Dicho esto alejó el café, puso sus manos sobre la mesa y miró a su pequeña.
—Hija, hace dos semanas te envié con seis manzanas para que la fortuna diera un codazo a nuestra suerte. El azar quiso que así fuera y hoy deberíamos celebrar con vino que alguien haya reconocido el talento de tu madre, ese que nunca supe considerar y taché como un entretenimiento que evitaba turbar mi descanso. Pero mientras brindamos por nuestra bella costurera debes saber que en aquel encargo viajaba junto a las demás otra manzana. Aquella que mordiste para que nunca supiéramos el destino del resto. Es cierto que el sabor de la mentira embriaga y que con un buen discurso es sencillo de mantener. Nos protege de los temores pero nos disfraza con una seguridad tan débil que antes de sentirnos descubiertos nos obligamos a seguir mintiendo. Los mentirosos se rodean de iguales y es de tal artificio su discurso que al final dudan de hasta sus orígenes.

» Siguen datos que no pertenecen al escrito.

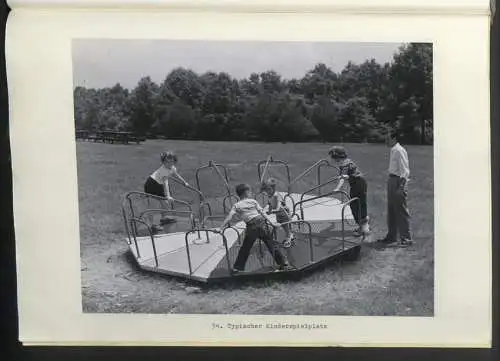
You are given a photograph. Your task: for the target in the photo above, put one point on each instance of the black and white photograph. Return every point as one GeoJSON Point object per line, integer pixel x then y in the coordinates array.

Tras un breve sorbo al vino, prosiguió.
—Mañana acompañarás a tu madre al pueblo y llevarás una nueva cesta de manzanas contigo. Estoy convencido de que sabrás darlas un destino adecuado.
Aquella noche los hombros de Guzmán se libraron del peso de su agotadora jornada y durmió pensando en el reciente abrazo de sus mujeres.